# Sticky  General No-No's for Good Sound



## bpape

Here is a list of things to avoid if at all possible in order to get the best sound.

- Don't put your seating right against a wall, back or side. This is the worst place in any room for smooth frequency response.

- Don't put ANY speaker or sub that isn't specifically designed to be built in inside a cabinet or build it into a wall. You'll drastically change the response curve. The crossovers are specifically designed for a specific frontal area on the cabinet. 

- Don't put a sub in a corner if you can help it. Almost never is this even close to the best place for a sub. While it will yield the most sheer output, it will also yield the least smooth frequency response curve. 

- Don't force too big a screen into a room. This causes you to compromise on seating and speaker positioning. Set the seating right FIRST, then look at the appropriate screen size for that viewing distance that still allows good speaker placement.

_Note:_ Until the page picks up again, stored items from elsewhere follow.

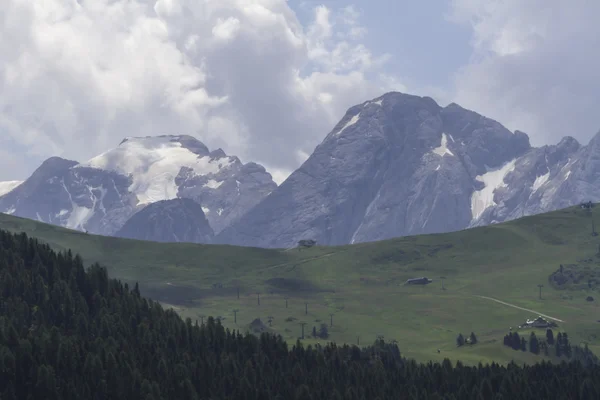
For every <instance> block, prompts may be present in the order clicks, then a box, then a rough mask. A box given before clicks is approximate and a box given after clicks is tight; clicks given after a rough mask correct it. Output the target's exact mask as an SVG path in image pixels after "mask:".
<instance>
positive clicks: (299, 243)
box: [298, 239, 317, 250]
mask: <svg viewBox="0 0 600 400" xmlns="http://www.w3.org/2000/svg"><path fill="white" fill-rule="evenodd" d="M315 244H317V241H316V240H314V239H302V240H299V241H298V250H301V249H302V248H303V247H304V248H309V247H313V246H314V245H315Z"/></svg>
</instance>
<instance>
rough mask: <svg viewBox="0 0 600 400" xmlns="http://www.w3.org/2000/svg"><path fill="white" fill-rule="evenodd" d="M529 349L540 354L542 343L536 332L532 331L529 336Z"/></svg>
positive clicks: (534, 353) (533, 353) (531, 351)
mask: <svg viewBox="0 0 600 400" xmlns="http://www.w3.org/2000/svg"><path fill="white" fill-rule="evenodd" d="M529 351H530V352H532V353H533V354H540V343H539V341H538V339H537V337H536V336H535V332H531V335H530V336H529Z"/></svg>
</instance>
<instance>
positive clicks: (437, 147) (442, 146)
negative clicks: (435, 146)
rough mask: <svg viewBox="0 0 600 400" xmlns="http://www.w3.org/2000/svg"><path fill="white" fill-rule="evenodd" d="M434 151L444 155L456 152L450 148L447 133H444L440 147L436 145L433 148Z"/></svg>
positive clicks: (437, 153) (451, 154)
mask: <svg viewBox="0 0 600 400" xmlns="http://www.w3.org/2000/svg"><path fill="white" fill-rule="evenodd" d="M432 152H433V153H435V154H437V155H439V156H442V157H444V155H446V154H449V155H451V156H454V154H453V153H452V152H451V151H450V150H449V149H448V138H447V137H446V134H445V133H442V142H441V144H440V146H439V147H436V148H435V149H433V150H432Z"/></svg>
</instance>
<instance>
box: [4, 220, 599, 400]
mask: <svg viewBox="0 0 600 400" xmlns="http://www.w3.org/2000/svg"><path fill="white" fill-rule="evenodd" d="M0 377H1V378H0V398H2V399H3V400H15V399H19V400H21V399H23V400H29V399H47V400H59V399H61V400H62V399H65V400H66V399H94V400H95V399H98V400H100V399H102V400H112V399H127V400H129V399H142V400H163V399H165V400H167V399H181V400H192V399H193V400H205V399H214V400H217V399H219V400H229V399H241V400H259V399H260V400H263V399H265V400H269V399H273V400H284V399H285V400H288V399H294V400H310V399H313V400H320V399H334V400H337V399H348V400H363V399H364V400H366V399H369V400H371V399H373V400H384V399H484V400H487V399H516V400H519V399H540V398H552V399H573V398H580V399H597V398H598V396H599V395H600V391H599V390H600V383H599V382H600V367H599V366H598V365H597V364H596V363H593V364H590V365H589V366H587V367H586V366H584V365H583V364H582V363H581V362H579V361H570V362H565V361H563V362H561V363H560V364H551V363H549V362H541V363H538V364H535V365H531V366H518V365H516V364H514V363H510V364H508V365H506V366H503V365H499V364H496V363H492V364H488V365H481V364H479V365H478V366H466V365H463V364H462V363H461V362H457V363H456V364H452V363H451V362H450V361H449V360H448V359H445V360H444V361H443V362H441V363H433V362H429V363H426V364H419V363H417V362H415V361H414V360H409V359H406V358H404V357H402V356H401V353H400V350H399V349H398V346H397V345H396V344H393V343H386V342H384V340H383V339H378V340H376V341H375V343H373V344H371V345H369V346H366V347H363V348H359V347H357V346H349V345H336V344H335V343H328V344H327V345H324V346H307V347H305V346H303V345H302V343H300V342H299V341H298V342H297V343H296V344H295V345H293V346H289V345H288V344H286V342H285V341H284V340H283V338H282V337H281V336H276V335H272V334H265V333H263V334H261V335H260V336H258V337H257V336H254V335H251V334H249V333H241V332H239V331H230V330H228V329H225V328H224V327H223V326H222V325H221V324H220V323H219V322H218V321H216V320H215V319H214V318H212V317H208V318H206V321H205V323H202V324H198V321H192V320H191V319H189V318H186V319H185V320H183V319H182V318H181V317H180V316H179V315H178V314H177V313H175V312H174V311H173V310H171V309H168V310H165V309H164V308H163V307H162V306H161V305H160V304H159V303H158V302H155V301H153V300H151V299H147V298H144V297H143V296H141V295H140V291H139V287H138V285H137V284H135V285H133V287H130V286H129V285H127V284H123V283H122V282H120V281H118V280H115V279H110V278H109V277H108V274H107V271H106V269H105V268H104V267H101V266H100V265H97V264H94V265H92V266H91V267H90V268H88V269H87V270H86V269H85V268H84V265H83V262H82V259H81V257H79V256H78V255H73V254H72V252H71V251H70V250H68V251H64V252H58V253H57V252H54V251H53V250H52V249H51V248H50V247H49V246H47V245H45V244H41V243H38V242H37V241H36V240H34V239H31V238H28V237H27V236H26V235H25V234H20V235H13V234H10V233H7V232H4V231H0Z"/></svg>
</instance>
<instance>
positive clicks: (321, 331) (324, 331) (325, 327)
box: [319, 324, 329, 339]
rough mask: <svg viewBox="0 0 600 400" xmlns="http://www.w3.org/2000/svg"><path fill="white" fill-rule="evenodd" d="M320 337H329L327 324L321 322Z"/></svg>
mask: <svg viewBox="0 0 600 400" xmlns="http://www.w3.org/2000/svg"><path fill="white" fill-rule="evenodd" d="M319 337H320V338H321V339H327V338H328V337H329V330H328V329H327V324H321V328H320V329H319Z"/></svg>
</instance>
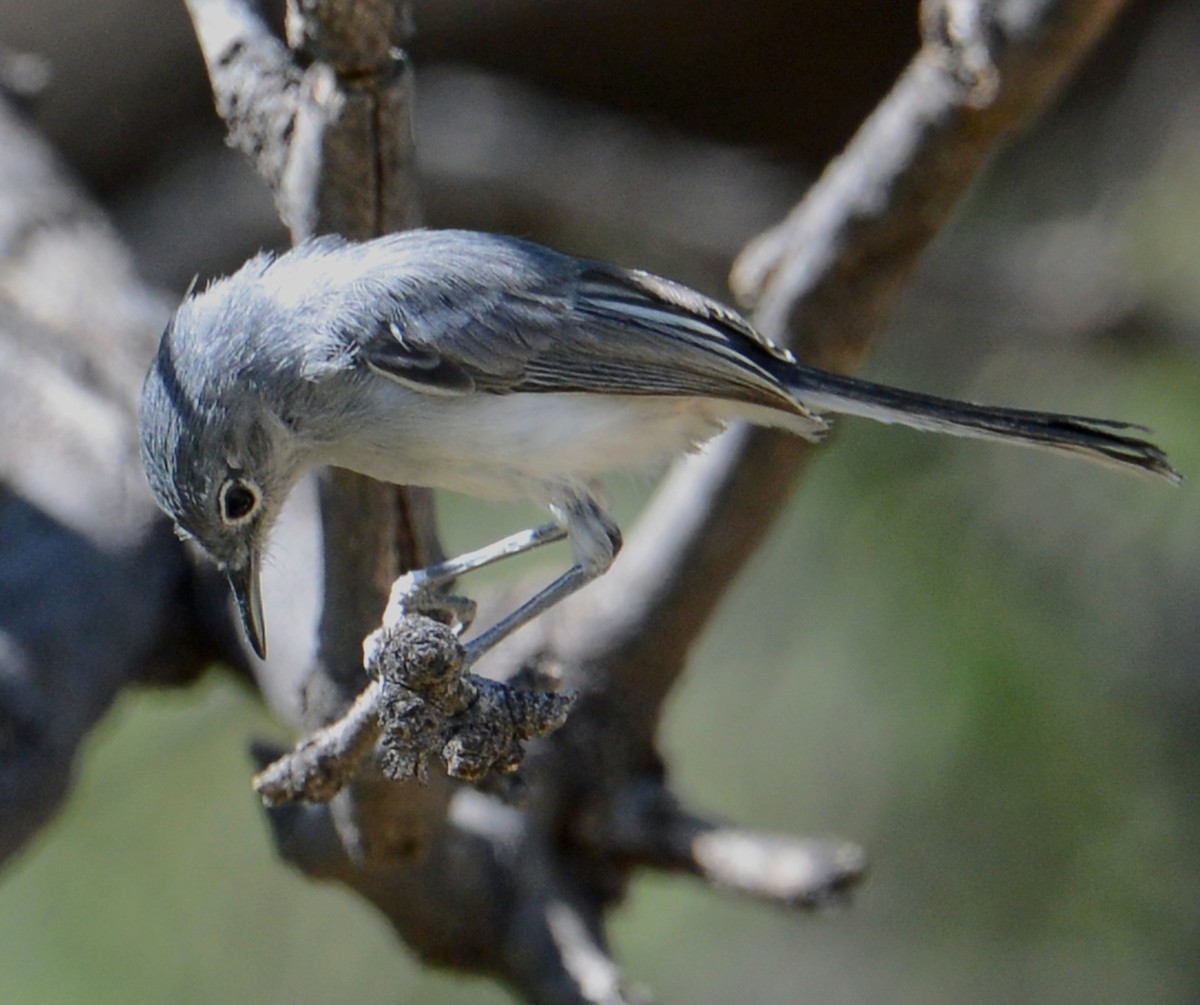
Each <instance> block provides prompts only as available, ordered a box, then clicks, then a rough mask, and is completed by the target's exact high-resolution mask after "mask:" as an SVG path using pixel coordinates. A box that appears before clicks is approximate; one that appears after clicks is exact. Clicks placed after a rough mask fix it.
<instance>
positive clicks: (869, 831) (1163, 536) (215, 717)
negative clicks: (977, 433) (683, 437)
mask: <svg viewBox="0 0 1200 1005" xmlns="http://www.w3.org/2000/svg"><path fill="white" fill-rule="evenodd" d="M1093 375H1094V377H1096V378H1097V381H1099V380H1100V379H1102V377H1103V386H1102V385H1100V384H1098V383H1093V386H1092V393H1094V395H1096V397H1097V401H1098V402H1105V401H1109V402H1115V403H1116V404H1115V408H1114V409H1110V410H1115V411H1117V413H1121V414H1132V415H1148V416H1150V417H1151V419H1152V420H1153V421H1156V422H1157V425H1158V426H1159V433H1160V434H1162V438H1163V441H1164V443H1166V444H1170V445H1171V447H1172V449H1174V447H1176V446H1177V447H1178V450H1176V457H1177V461H1178V463H1180V464H1181V465H1182V467H1183V468H1184V469H1188V470H1198V469H1200V450H1198V449H1196V447H1195V446H1194V445H1193V444H1190V443H1189V438H1188V435H1187V434H1188V431H1189V429H1190V428H1194V426H1193V423H1194V422H1195V421H1196V420H1198V419H1200V415H1196V413H1198V411H1200V402H1198V401H1195V399H1194V397H1190V398H1189V397H1188V395H1189V391H1190V389H1192V387H1194V386H1195V379H1196V375H1198V374H1196V373H1195V371H1194V368H1193V369H1186V368H1184V366H1183V365H1182V362H1181V361H1178V360H1169V359H1159V357H1152V359H1145V360H1144V361H1142V363H1141V366H1140V367H1139V368H1136V369H1130V367H1129V366H1128V365H1127V363H1126V362H1124V361H1114V365H1112V366H1111V367H1110V368H1109V369H1108V371H1106V372H1104V373H1103V374H1100V373H1099V372H1094V373H1093ZM1168 392H1169V395H1170V396H1171V397H1170V398H1169V397H1168ZM1152 395H1153V399H1151V396H1152ZM1156 402H1157V403H1158V404H1157V405H1156ZM1176 405H1177V407H1178V408H1176ZM1172 415H1174V416H1176V419H1175V420H1171V419H1170V416H1172ZM1172 421H1177V422H1178V425H1172ZM1014 455H1016V456H1014ZM1012 465H1015V467H1016V468H1018V469H1019V470H1020V473H1021V475H1022V477H1021V479H1019V481H1025V482H1027V483H1032V485H1033V486H1034V487H1036V486H1039V485H1042V486H1048V485H1050V486H1052V485H1056V483H1058V485H1064V486H1066V489H1063V491H1061V492H1060V491H1057V489H1056V491H1055V492H1054V493H1052V498H1054V499H1055V501H1056V502H1063V505H1064V506H1066V507H1067V508H1066V511H1060V512H1058V513H1057V519H1058V522H1060V531H1061V532H1063V534H1067V535H1068V540H1073V541H1075V540H1078V541H1081V542H1085V548H1084V549H1082V550H1080V552H1079V553H1076V554H1074V555H1072V554H1067V555H1058V556H1056V559H1055V561H1054V564H1052V566H1051V567H1048V566H1046V564H1045V555H1044V554H1042V553H1039V552H1038V550H1037V548H1034V550H1032V552H1031V550H1030V548H1028V543H1030V540H1031V538H1032V541H1033V542H1034V543H1037V542H1038V540H1039V529H1038V528H1028V526H1014V525H1012V524H1010V523H1009V522H1008V520H1009V516H1010V507H1018V511H1019V507H1020V505H1021V504H1020V499H1019V498H1016V499H1013V498H1010V497H1009V495H1006V492H1008V491H1007V489H1004V488H1003V486H1006V485H1007V483H1008V482H1009V476H1008V474H1006V473H1004V469H1006V468H1008V467H1012ZM631 495H636V493H631ZM1016 495H1018V497H1019V495H1020V493H1016ZM632 506H634V499H632V498H630V499H623V500H622V501H620V506H619V508H630V507H632ZM1198 510H1200V505H1198V500H1196V498H1195V494H1194V493H1187V492H1184V493H1175V492H1171V491H1170V489H1168V488H1165V487H1163V486H1158V485H1151V483H1141V482H1138V481H1129V480H1127V479H1122V477H1121V476H1118V475H1114V474H1111V473H1108V471H1104V470H1096V469H1093V468H1092V467H1088V465H1082V464H1075V463H1073V462H1070V461H1058V459H1056V458H1052V457H1037V456H1032V457H1031V456H1026V455H1024V453H1021V452H1014V451H1008V450H1004V449H1003V447H988V446H980V445H976V444H962V443H953V441H952V443H943V441H937V440H934V439H931V438H923V437H918V435H913V434H908V433H906V432H901V431H881V429H878V428H876V427H869V426H868V425H866V423H850V422H847V423H845V428H844V429H841V431H840V432H839V435H838V438H836V440H835V443H834V444H833V445H830V447H829V449H828V450H827V451H826V452H824V453H823V456H822V457H821V458H820V461H818V462H817V464H816V465H815V468H814V470H812V473H811V476H810V479H809V481H808V483H806V486H805V491H804V492H803V493H802V494H800V497H799V498H798V499H797V502H796V505H794V506H793V507H792V510H791V511H790V512H788V514H787V516H786V518H785V519H784V520H782V523H781V524H780V526H779V528H778V530H776V532H775V535H774V537H773V540H772V542H770V547H768V548H766V549H763V552H762V554H761V556H760V558H758V560H757V561H756V562H755V564H754V566H752V567H751V568H750V570H748V572H746V573H745V577H744V582H743V583H742V584H740V589H739V590H737V591H736V592H734V595H733V596H732V597H731V600H730V602H728V603H727V604H726V607H725V608H724V610H722V612H721V615H720V618H719V619H718V621H716V622H715V624H714V626H713V631H712V632H710V634H709V636H708V637H707V639H706V640H704V643H703V644H702V645H701V646H700V650H698V651H697V652H696V658H695V663H694V669H692V673H691V674H690V676H689V678H688V680H686V681H685V685H684V686H683V687H682V688H680V691H679V692H678V694H677V697H676V699H674V702H673V705H672V708H671V711H670V716H668V721H667V723H666V730H665V738H664V742H665V746H666V748H667V751H668V752H670V753H671V754H672V763H673V764H674V765H676V770H677V774H678V775H679V778H678V781H679V783H680V786H682V787H683V789H684V790H685V792H688V793H690V794H691V795H692V796H695V798H696V799H697V800H698V801H700V802H701V804H703V805H707V806H709V807H710V808H712V810H714V811H715V812H720V813H722V814H727V816H730V817H732V818H734V819H739V820H745V822H750V823H754V824H756V825H762V826H768V828H774V829H779V830H787V831H793V832H805V831H806V832H814V834H821V835H823V834H838V835H840V836H845V837H851V838H853V839H857V841H862V842H863V843H865V844H866V847H868V848H869V849H870V853H871V859H872V863H874V865H872V867H874V874H872V877H871V878H870V879H869V881H868V885H866V887H865V889H864V890H863V891H862V893H860V895H859V896H858V897H856V898H854V902H853V903H852V904H851V905H850V907H848V908H847V909H845V910H839V911H834V913H832V914H829V915H823V916H820V917H812V919H809V917H802V919H798V920H790V919H787V917H785V916H782V915H780V914H779V913H778V911H775V910H773V909H768V908H763V907H758V905H754V904H745V903H739V902H734V901H732V899H720V898H715V897H713V896H712V895H709V893H706V892H704V891H703V890H701V889H700V886H698V885H695V884H692V883H690V881H689V880H686V879H678V880H668V879H664V878H654V879H647V880H643V881H641V883H638V884H637V885H636V887H635V891H634V893H632V896H631V898H630V902H629V904H628V905H626V907H625V908H624V909H623V911H622V913H620V915H619V917H618V922H617V926H616V934H614V940H616V943H617V949H618V951H619V953H620V955H622V957H623V958H624V959H625V961H626V963H628V967H629V973H630V974H631V975H634V976H635V977H638V979H642V980H644V981H646V982H647V983H648V985H649V986H652V987H654V988H656V989H658V992H659V993H660V994H661V998H662V1000H665V1001H696V1003H719V1001H737V1000H742V1001H756V1003H794V1001H796V1000H798V999H802V1000H823V1001H845V1003H859V1001H866V1000H874V1001H890V1003H914V1005H916V1003H942V1001H944V1003H959V1004H961V1003H971V1001H978V1003H985V1001H989V1003H994V1001H1046V1003H1049V1001H1055V1003H1073V1001H1079V1003H1090V1005H1096V1003H1112V1005H1117V1004H1118V1003H1120V1004H1121V1005H1126V1003H1129V1001H1139V1003H1144V1004H1145V1005H1151V1004H1152V1003H1153V1004H1154V1005H1157V1004H1158V1003H1162V1005H1168V1003H1184V1001H1189V1000H1194V997H1195V992H1196V989H1198V985H1200V980H1198V979H1200V974H1198V973H1196V964H1195V958H1194V956H1195V955H1194V946H1195V944H1196V935H1198V934H1200V933H1198V932H1196V920H1195V911H1194V904H1195V903H1196V902H1198V898H1200V889H1198V885H1200V883H1198V880H1196V877H1198V875H1200V869H1198V866H1200V862H1198V850H1196V847H1195V843H1194V834H1195V825H1196V823H1198V820H1196V816H1198V813H1196V808H1195V806H1194V801H1193V793H1194V790H1195V789H1194V782H1195V778H1194V777H1189V766H1190V771H1192V772H1194V765H1195V758H1194V751H1190V752H1188V753H1189V754H1190V756H1192V759H1190V762H1188V760H1180V759H1177V758H1178V754H1180V753H1181V752H1180V751H1178V750H1177V747H1176V746H1175V745H1172V742H1171V734H1170V732H1169V730H1165V729H1164V728H1163V721H1162V720H1163V715H1164V711H1163V708H1162V705H1163V700H1162V693H1160V690H1159V688H1158V687H1157V686H1156V684H1154V681H1152V680H1145V679H1142V675H1145V674H1150V673H1152V672H1153V666H1152V663H1148V662H1145V661H1144V657H1142V656H1139V655H1138V654H1139V650H1140V646H1141V645H1142V640H1140V639H1139V638H1138V637H1136V633H1135V632H1129V633H1128V636H1129V637H1128V638H1126V632H1123V631H1116V632H1115V631H1112V630H1111V626H1108V627H1106V622H1108V621H1110V620H1112V618H1114V614H1112V612H1110V610H1109V609H1108V608H1106V607H1105V603H1104V601H1103V600H1102V601H1097V596H1099V597H1102V598H1104V597H1106V596H1108V592H1109V591H1108V590H1100V591H1098V592H1097V591H1093V590H1092V589H1090V585H1088V582H1087V577H1088V576H1090V574H1094V572H1096V568H1094V565H1093V560H1094V559H1096V554H1093V552H1097V553H1098V552H1104V550H1105V548H1106V546H1105V542H1106V541H1110V540H1111V538H1114V537H1116V538H1117V541H1118V544H1117V546H1112V547H1111V548H1108V552H1109V554H1108V559H1106V560H1108V562H1109V564H1108V566H1106V570H1108V571H1106V572H1105V574H1109V576H1121V574H1123V573H1122V570H1123V568H1128V567H1129V566H1130V564H1129V562H1128V561H1127V559H1128V556H1129V555H1130V554H1133V555H1136V554H1139V553H1141V552H1144V550H1145V549H1151V550H1152V552H1153V554H1151V555H1150V556H1145V555H1144V558H1145V559H1146V560H1145V561H1144V562H1141V564H1140V565H1139V564H1138V562H1133V564H1132V565H1133V566H1138V567H1140V568H1141V572H1140V573H1138V574H1136V576H1135V577H1133V576H1132V577H1130V578H1129V579H1127V580H1126V582H1124V584H1123V586H1124V589H1128V590H1130V591H1134V592H1141V591H1152V590H1154V589H1156V583H1154V582H1153V579H1154V577H1156V574H1157V573H1156V568H1158V567H1159V561H1160V560H1165V559H1166V558H1168V555H1166V554H1165V552H1166V550H1174V549H1175V548H1177V547H1187V548H1188V549H1189V552H1190V555H1192V556H1193V559H1194V556H1195V555H1196V554H1198V552H1200V540H1198V537H1200V530H1198V528H1200V512H1198ZM520 516H521V514H520V513H509V512H497V511H494V510H491V508H482V507H479V506H476V505H473V504H467V502H464V501H460V500H456V501H455V502H454V505H451V506H450V507H449V510H448V520H449V523H450V524H451V525H450V528H449V537H450V540H451V542H452V543H458V542H462V543H467V541H468V540H469V538H473V537H475V536H476V535H479V536H480V537H487V536H491V535H492V534H494V532H497V531H499V530H500V529H502V528H500V524H505V523H506V524H508V525H509V526H511V525H512V524H511V523H508V520H509V519H510V518H512V517H520ZM1026 531H1028V534H1027V532H1026ZM1176 558H1177V556H1176ZM1116 620H1117V624H1118V625H1120V624H1121V619H1120V618H1117V619H1116ZM1097 639H1102V640H1103V645H1098V644H1097ZM276 729H277V728H276V727H272V726H271V724H269V722H268V721H266V720H265V718H264V717H263V716H262V714H260V712H259V711H258V709H257V708H256V704H254V702H253V699H252V697H251V696H250V694H248V693H246V692H245V691H242V688H241V687H240V686H238V685H236V684H234V682H233V681H230V680H228V679H226V678H223V676H221V678H214V679H211V680H209V682H208V684H206V686H204V687H202V688H197V690H194V691H192V692H188V693H184V694H176V693H150V694H144V696H140V697H137V698H127V699H126V700H125V702H124V703H122V705H121V708H120V709H119V711H118V712H116V714H115V715H114V716H113V717H112V718H110V720H109V722H108V723H107V724H106V727H104V728H103V729H102V730H100V733H98V734H97V735H96V736H95V738H94V740H92V741H91V750H90V751H89V752H88V756H86V757H85V758H84V768H83V769H82V778H80V784H79V788H78V790H77V793H76V795H74V798H73V800H72V805H71V808H70V811H68V812H67V813H66V816H65V817H64V818H62V819H61V820H60V822H59V824H58V825H56V826H55V828H54V830H53V832H52V834H50V835H49V836H48V837H47V838H46V839H44V841H42V842H41V843H40V844H38V845H37V847H36V848H35V849H34V850H32V851H31V853H30V854H29V855H28V856H26V857H25V859H24V860H23V861H22V862H19V863H18V865H17V867H16V868H14V871H13V872H12V874H11V875H10V877H8V878H7V883H6V886H5V890H4V896H2V897H0V945H4V946H5V957H6V964H5V967H2V968H0V1000H2V1001H19V1003H29V1005H41V1003H47V1004H48V1003H61V1001H79V1003H97V1004H98V1003H106V1001H113V1003H116V1001H127V1000H131V999H132V1000H150V1001H172V1003H180V1005H186V1003H211V1001H256V1003H272V1001H276V1003H284V1001H287V1003H293V1001H318V1000H324V999H326V998H334V997H337V998H342V999H347V1000H362V1001H380V1003H383V1001H421V1003H438V1001H445V1003H450V1001H460V1000H461V1001H468V1000H469V1001H473V1003H485V1001H502V1000H505V995H504V994H503V992H499V991H497V989H496V988H493V987H492V986H490V985H488V983H487V982H484V981H469V982H466V983H463V982H461V981H458V980H457V979H452V977H443V976H439V975H437V974H431V973H430V971H427V970H426V969H425V968H422V967H421V965H420V964H419V963H418V962H416V961H415V959H413V958H412V957H409V956H407V955H406V953H404V952H403V951H402V950H401V951H398V952H397V946H396V944H395V943H394V940H392V938H391V935H390V932H389V929H388V928H386V926H385V925H384V923H383V922H382V921H380V920H379V919H378V917H377V916H374V915H373V914H372V913H371V910H370V908H367V907H366V905H364V904H361V903H359V902H356V901H354V899H353V898H350V897H348V896H346V895H343V893H342V892H341V891H337V890H334V889H329V887H323V886H319V885H313V884H308V883H298V881H296V879H295V877H294V875H292V874H289V873H288V872H287V869H284V868H283V867H282V866H281V865H280V863H278V862H277V861H276V860H275V857H274V855H272V853H271V848H270V842H269V838H268V835H266V832H265V828H264V824H263V820H262V817H260V814H259V812H258V810H257V807H256V806H254V799H253V795H252V794H251V792H250V788H248V784H247V777H248V774H250V765H248V760H247V759H246V758H245V757H244V756H242V754H241V753H240V751H242V750H244V748H245V744H246V741H247V739H248V738H250V736H252V735H259V734H264V733H265V734H268V735H271V734H272V733H275V730H276ZM164 890H166V891H169V895H168V896H164V895H163V891H164Z"/></svg>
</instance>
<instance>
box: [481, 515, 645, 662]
mask: <svg viewBox="0 0 1200 1005" xmlns="http://www.w3.org/2000/svg"><path fill="white" fill-rule="evenodd" d="M552 510H553V512H554V516H556V517H557V518H558V522H557V523H556V524H552V526H556V528H557V529H558V530H559V537H564V536H565V537H568V538H570V542H571V559H572V565H571V567H570V568H569V570H566V572H564V573H563V574H562V576H559V577H558V578H557V579H556V580H554V582H553V583H551V584H550V585H548V586H546V588H545V589H544V590H541V591H540V592H538V594H534V595H533V596H532V597H530V598H529V600H528V601H526V602H524V603H523V604H521V607H518V608H517V609H516V610H514V612H512V613H511V614H509V615H508V616H506V618H503V619H502V620H499V621H497V622H496V624H494V625H492V627H491V628H488V630H487V631H486V632H484V633H482V634H479V636H476V637H475V638H473V639H472V640H470V642H468V643H467V660H468V663H474V662H475V661H476V660H478V658H479V657H480V656H482V655H484V654H485V652H487V650H490V649H491V648H492V646H494V645H497V644H498V643H499V642H502V640H503V639H505V638H508V637H509V636H510V634H512V632H515V631H516V630H517V628H520V627H521V626H522V625H527V624H529V622H530V621H532V620H533V619H534V618H536V616H538V615H539V614H541V613H542V612H545V610H548V609H550V608H551V607H553V606H554V604H556V603H558V602H559V601H563V600H565V598H566V597H569V596H570V595H571V594H574V592H575V591H576V590H578V589H581V588H582V586H586V585H587V584H588V583H590V582H592V580H593V579H595V578H596V577H599V576H602V574H604V573H605V572H607V571H608V567H610V566H611V565H612V560H613V559H614V558H616V556H617V552H619V550H620V543H622V538H620V529H619V528H618V526H617V524H616V523H613V520H612V517H610V516H608V514H607V513H606V512H605V511H604V510H601V508H600V506H599V504H598V502H596V501H595V500H594V499H592V498H590V497H589V495H583V494H571V495H569V497H563V498H560V499H559V500H558V501H556V504H554V505H553V506H552ZM540 529H541V530H544V529H545V528H540ZM530 532H532V531H530ZM516 536H518V537H520V535H516ZM556 540H557V538H556ZM530 547H533V546H530Z"/></svg>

- Don't run your main speakers full range. Get a sub and let it do it's job. Almost never is the best place for imaging and locking sound to the screen a good place for smooth bass reproduction. Cross your speakers at 80Hz (this can vary slightly) and put your mains where they need to be. Then you can move the sub around to find the best place for bass response without messing other things up. The side benefit is taking off a huge load from your mains and the amp that's driving them - leaving more headroom for increased dynamics without clipping the amp.

Bryan


----------